Moderately ill patients with COVID-19, defined as those who did not require ICU care or organ support, made up 80% of participants at enrollment in the three trials, Dr. Hochman said.

Among more than 1,000 moderately ill patients reviewed as of the data cut with the data safety monitoring board, full doses of low molecular weight or unfractionated heparin were superior to low prophylactic doses for the primary endpoint of need for ventilation or other organ supportive interventions at 21 days after randomization.

This met the predefined threshold for 99% probability of superiority and recruitment was stopped, Dr. Hochman reported. “Obviously safety figured into this decision. The risk/benefit ratio was very clear.”

The results do not pertain to patients with a previous indication for anticoagulation, who were excluded from the trials.

Data from an additional 1,000 patients will be reviewed and the data published sometime in the next 2-3 months, she said.

With large numbers of COVID-19 patients requiring hospitalization, the outcomes could help reduce the overload on intensive care units around the world, the NIH noted.

The results also highlight the critical role of timing in the course of COVID-19.

“We believe that full anticoagulation is effective early in the disease course,” Dr. Hochman said. “Based on the results so far from these three platform trials, those that were very, very sick at the time of enrollment really didn’t benefit and we needed to have caught them at an earlier stage.

“It’s possible that the people in the ICU are just different and the minute they get sick they need the ICU; so we haven’t clearly demonstrated this time course and when to intervene, but that’s the implication of the findings.”

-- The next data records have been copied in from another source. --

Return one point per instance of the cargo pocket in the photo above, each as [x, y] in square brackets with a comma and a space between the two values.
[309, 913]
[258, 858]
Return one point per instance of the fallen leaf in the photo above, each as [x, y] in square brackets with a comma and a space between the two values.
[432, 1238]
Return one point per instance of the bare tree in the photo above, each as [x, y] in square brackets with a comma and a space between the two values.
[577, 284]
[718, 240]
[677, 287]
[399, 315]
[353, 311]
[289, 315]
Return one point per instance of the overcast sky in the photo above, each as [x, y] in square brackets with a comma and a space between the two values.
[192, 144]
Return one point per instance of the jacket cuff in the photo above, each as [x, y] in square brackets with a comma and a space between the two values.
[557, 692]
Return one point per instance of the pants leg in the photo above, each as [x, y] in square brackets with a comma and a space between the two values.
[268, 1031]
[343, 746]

The question of even earlier treatment is being examined in the partner ACTIV-4B trial, which is enrolling patients with COVID-19 illness not requiring hospitalization and randomizing them to the direct oral anticoagulant apixaban or aspirin or placebo.

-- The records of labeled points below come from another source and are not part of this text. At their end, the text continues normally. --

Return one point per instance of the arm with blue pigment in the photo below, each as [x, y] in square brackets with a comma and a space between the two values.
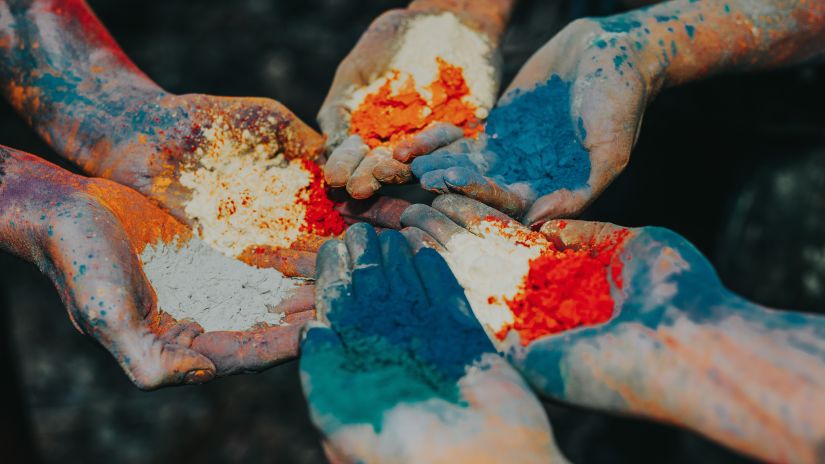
[567, 124]
[91, 237]
[422, 382]
[468, 35]
[675, 346]
[192, 154]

“It’s a very important trial and we really want to get the message out that patients should volunteer for it,” said Dr. Hochman, principal investigator of the ACTIV-4 trial.

In the United States, the ACTIV-4 trial is being led by a collaborative effort involving a number of universities, including the University of Pittsburgh and New York University.

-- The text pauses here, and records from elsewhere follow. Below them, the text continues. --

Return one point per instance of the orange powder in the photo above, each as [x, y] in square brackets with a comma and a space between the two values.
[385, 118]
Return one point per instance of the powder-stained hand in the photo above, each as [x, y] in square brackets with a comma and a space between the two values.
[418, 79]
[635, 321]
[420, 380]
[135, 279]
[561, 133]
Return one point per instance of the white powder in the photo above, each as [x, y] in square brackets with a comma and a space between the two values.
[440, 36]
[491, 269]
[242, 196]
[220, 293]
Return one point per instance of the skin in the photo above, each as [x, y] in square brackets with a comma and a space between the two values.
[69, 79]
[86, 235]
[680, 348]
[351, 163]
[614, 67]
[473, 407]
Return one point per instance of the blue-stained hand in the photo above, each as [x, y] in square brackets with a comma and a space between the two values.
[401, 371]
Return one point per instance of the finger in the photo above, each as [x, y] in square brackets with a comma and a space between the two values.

The REMAP-CAP, ACTIV-4, and ATTACC study platforms span five continents in more than 300 hospitals and are supported by multiple international funding organizations including the National Institutes of Health, Canadian Institutes of Health Research, the National Institute for Health Research (United Kingdom), the National Health and Medical Research Council (Australia), and the PREPARE and RECOVER consortia (European Union).

A version of this article first appeared on Medscape.com.